口長も鼻が非常に良い獣で、鼻輪の種族が飼い慣らして狩りの相棒としている。
「逃げるぞスルバ!」
「う、うんっ」
地面にへたりこんでいたスルバの腕を掴んで立ち上がらせると、二人は走り出す。
鼻輪というのは本来の種族名ではなく、トー達が呼んでいる蔑称だった。彼らの種族とは昔から争いが絶えなかった。
「ハッ、ハッ」
必死で走るが、まだ鼻輪の大人たちの声が聞こえる。
ひと月ほど前、トー達の村が鼻輪によって襲撃された。トーとスルバは何とか逃げ出して、これまで生き延びていた。

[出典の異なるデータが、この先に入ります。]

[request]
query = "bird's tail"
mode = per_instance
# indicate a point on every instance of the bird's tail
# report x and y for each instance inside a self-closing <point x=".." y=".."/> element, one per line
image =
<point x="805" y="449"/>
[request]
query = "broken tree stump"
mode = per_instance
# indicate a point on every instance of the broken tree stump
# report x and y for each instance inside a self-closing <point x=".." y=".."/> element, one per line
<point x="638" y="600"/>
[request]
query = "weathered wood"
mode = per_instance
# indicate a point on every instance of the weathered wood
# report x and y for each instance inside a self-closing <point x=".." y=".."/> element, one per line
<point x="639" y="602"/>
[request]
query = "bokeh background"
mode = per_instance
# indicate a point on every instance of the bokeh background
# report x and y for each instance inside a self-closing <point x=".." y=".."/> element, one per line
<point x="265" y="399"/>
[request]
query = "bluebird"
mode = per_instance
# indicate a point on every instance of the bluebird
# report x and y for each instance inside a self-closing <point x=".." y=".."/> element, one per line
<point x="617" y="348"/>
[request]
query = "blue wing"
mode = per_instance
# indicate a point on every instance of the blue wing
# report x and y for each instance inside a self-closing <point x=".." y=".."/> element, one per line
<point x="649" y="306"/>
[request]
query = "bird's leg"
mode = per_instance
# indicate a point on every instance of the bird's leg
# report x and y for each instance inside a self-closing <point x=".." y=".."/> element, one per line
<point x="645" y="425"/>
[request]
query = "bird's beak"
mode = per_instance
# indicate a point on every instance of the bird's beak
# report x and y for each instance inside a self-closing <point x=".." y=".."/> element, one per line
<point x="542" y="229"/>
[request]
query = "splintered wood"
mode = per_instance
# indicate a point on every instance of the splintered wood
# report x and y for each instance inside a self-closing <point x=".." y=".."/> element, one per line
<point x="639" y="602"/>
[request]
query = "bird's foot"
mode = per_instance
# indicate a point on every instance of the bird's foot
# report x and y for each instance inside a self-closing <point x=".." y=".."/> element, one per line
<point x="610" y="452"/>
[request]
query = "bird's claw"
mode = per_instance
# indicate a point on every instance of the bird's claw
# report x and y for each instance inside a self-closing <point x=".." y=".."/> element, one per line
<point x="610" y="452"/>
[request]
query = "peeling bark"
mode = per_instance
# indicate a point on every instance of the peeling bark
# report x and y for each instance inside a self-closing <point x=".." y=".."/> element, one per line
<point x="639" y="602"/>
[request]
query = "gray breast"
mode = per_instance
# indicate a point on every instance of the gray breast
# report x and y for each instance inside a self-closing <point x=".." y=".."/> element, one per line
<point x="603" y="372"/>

スルバの腕を強く掴む。温かい。これはまだここにある。姿は見えず、色を知らないが、何度も何度も熱を感じたことがある存在。
「……なんとか逃げれたね」
「疲れたなあ」
「うん。ねえ、このまま地上まで行けるかもしれないね」
「結構下り坂を進んだから、遠いんじゃないか」
「ええ? 坂を何度も上がったよ? きっと地上に近くなったって」
二人は抱き合い、とりとめのない会話をして、いつの間にか寝ていた。